Jos de Mul. Vloeibare architectuur. De tijdsopvatting in het werk van de Amerikaanse componist Elliot Carter (1), in: Mens en melodie, jrg. 48, (Oktober 1993), 548-553.
Onlangs wees iemand mij op het motet Nuper rosarum flores van de Vlaamse componist Guillaume Dufay, dat in 1436 werd gecomponeerd ter gelegenheid van de inwijding van de dom in Florence. Het bijzondere aan dit vijfstemmige motet is dat het gebaseerd is op het architectonische ontwerp van de dom. Het motet is als het ware een muzikale vertaling van de dom; het transformeert de ruimtelijke structuur van de dom tot een ordening in de tijd. Het motet lijkt een omkering te zijn van de beroemde uitspraak van de filosoof Schopenhauer, waarin hij de architectuur aanduidt als 'gestolde muziek'. Het motet Nuper rosarum flores zou aldus kunnen worden opgevat als een poging achitectuur vloeibaar te maken. Deze metafoor is gelukkig te noemen omdat zij precies uit laat komen wat ontbreekt aan de architectuur (althans tot het moment dat een bouwwerk instort) en wat nu juist kenmerkend is voor de muziek: de vervloeiende ervaring van de tijd.
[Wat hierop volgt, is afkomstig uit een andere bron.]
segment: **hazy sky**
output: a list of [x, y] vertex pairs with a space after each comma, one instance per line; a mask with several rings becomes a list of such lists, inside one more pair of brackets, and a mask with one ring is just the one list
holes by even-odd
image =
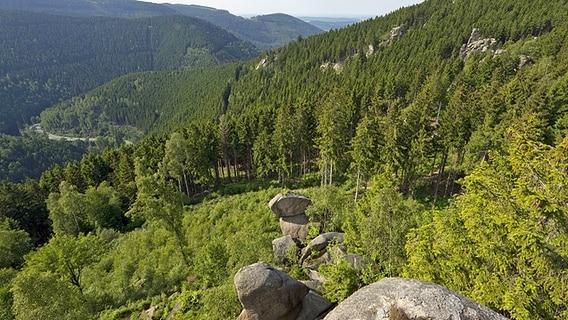
[[293, 16], [375, 17], [423, 0], [145, 0], [197, 4], [236, 15], [286, 13]]

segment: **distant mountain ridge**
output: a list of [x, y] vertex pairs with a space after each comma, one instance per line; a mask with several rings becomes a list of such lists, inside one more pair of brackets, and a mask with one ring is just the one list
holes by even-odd
[[282, 46], [292, 40], [324, 32], [316, 25], [284, 14], [245, 19], [227, 10], [183, 5], [156, 4], [137, 0], [0, 0], [0, 8], [73, 17], [140, 18], [183, 14], [208, 21], [261, 50]]
[[298, 36], [308, 37], [323, 32], [315, 25], [282, 13], [245, 19], [227, 10], [205, 6], [183, 4], [168, 4], [167, 6], [181, 14], [218, 25], [241, 39], [252, 42], [259, 49], [279, 47], [290, 40], [295, 40]]
[[248, 42], [183, 15], [70, 17], [0, 9], [0, 132], [57, 102], [140, 71], [248, 60]]
[[74, 17], [139, 18], [176, 13], [161, 4], [136, 0], [1, 0], [0, 8]]
[[314, 25], [322, 30], [328, 31], [331, 29], [341, 29], [345, 28], [349, 25], [361, 22], [366, 20], [367, 17], [358, 17], [358, 18], [349, 18], [349, 17], [337, 17], [337, 18], [328, 18], [328, 17], [298, 17], [299, 19], [304, 20], [305, 22]]

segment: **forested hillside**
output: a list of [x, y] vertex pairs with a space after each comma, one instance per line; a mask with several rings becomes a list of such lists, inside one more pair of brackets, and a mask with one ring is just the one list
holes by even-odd
[[2, 0], [0, 7], [75, 17], [140, 18], [176, 14], [164, 5], [137, 0]]
[[186, 16], [126, 20], [0, 10], [0, 132], [18, 134], [43, 109], [121, 75], [256, 53], [250, 43]]
[[[320, 266], [334, 302], [406, 276], [512, 319], [568, 319], [566, 12], [560, 0], [427, 0], [246, 63], [135, 74], [61, 104], [44, 114], [54, 126], [140, 107], [107, 128], [148, 135], [2, 185], [0, 314], [234, 319], [232, 278], [277, 264], [267, 203], [290, 188], [313, 200], [308, 241], [344, 232], [362, 257]], [[208, 72], [210, 97], [190, 80]]]
[[289, 15], [275, 14], [246, 19], [227, 10], [198, 5], [156, 4], [138, 0], [3, 0], [0, 8], [72, 17], [141, 18], [182, 14], [208, 21], [258, 49], [276, 48], [298, 36], [322, 33], [313, 24]]
[[190, 121], [217, 120], [228, 106], [234, 64], [180, 72], [133, 73], [41, 113], [47, 132], [139, 141]]
[[261, 50], [277, 48], [298, 37], [309, 37], [323, 30], [286, 14], [269, 14], [250, 19], [235, 16], [226, 10], [197, 5], [168, 4], [181, 14], [209, 21], [253, 43]]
De in 1906 geboren Amerikaanse componist Elliott Carter heeft er in artikelen en interviews sinds 1940 herhaaldelijk op gewezen dat "het enige werkelijk interessante aan muziek de tijd is - de manier waarop zij voortgaat ... Iedere technische of esthetische beschouwing van muziek moet beginnen met het vraagstuk van de tijd".1 "Ik moet zeggen dat het enige onderwerp waarmee ik mij bezighoudt, en heb beziggehouden, anders dan veel van mijn collega's sinds de oorlog, is het stromen van de muziek het belangrijkste te maken; het 'nu' van een gegeven punt is voor mij enkel van belang voor zoverre het 'nu' is geworden en wat er daarna mee gebeurd. Om die reden heeft componeren voor mij meer te maken met het stromen van de muziek dan met bepaalde geluidsmomenten ... Muziek is de enige wereld waarin je het stromen van de tijd werkelijk kunt manipuleren op een vrije wijze".2
Ofschoon het belang van de factor tijd in de muziek van oudsher wordt erkend, gaan de meeste componisten volgens Carter uit van een oneigenlijke opvatting van tijd: "Datgene waarover ik hier spreek is ... niet de zorg van de meeste componisten tegenwoordig, die over het algemeen op de meest primitieve en overduidelijke wijze met de tijd omgaan; zij doen een beetje van dit, wat zich vervolgens keer op keer herhaalt, en dan een beetje van dat, een patroon dat weinig fantasierijk is, hoe vreemd het stuk dan verder ook mag klinken. Ze houden zich slechts bezig met bloksgewijze, verschrikkelijk gesimplificeerde tijdsstructuren".3 Wat Carter zijn medecomponisten verwijt is dat zij de tijd louter opvatten als een objectieve, vooraf gegeven reeks nu-momenten, waarover het muzikale materiaal eenvoudigweg wordt verdeeld. Deze mathematische opvatting van de tijd gaat voorbij aan aan datgene wat de tijd nu juist tot tijd maakt: het stromen van de tijd. Carters muziek kan worden beschouwd als een zoektocht naar een meer oorspronkelijke opvatting van de tijd, die recht doet aan het dynamische wezen van de tijd.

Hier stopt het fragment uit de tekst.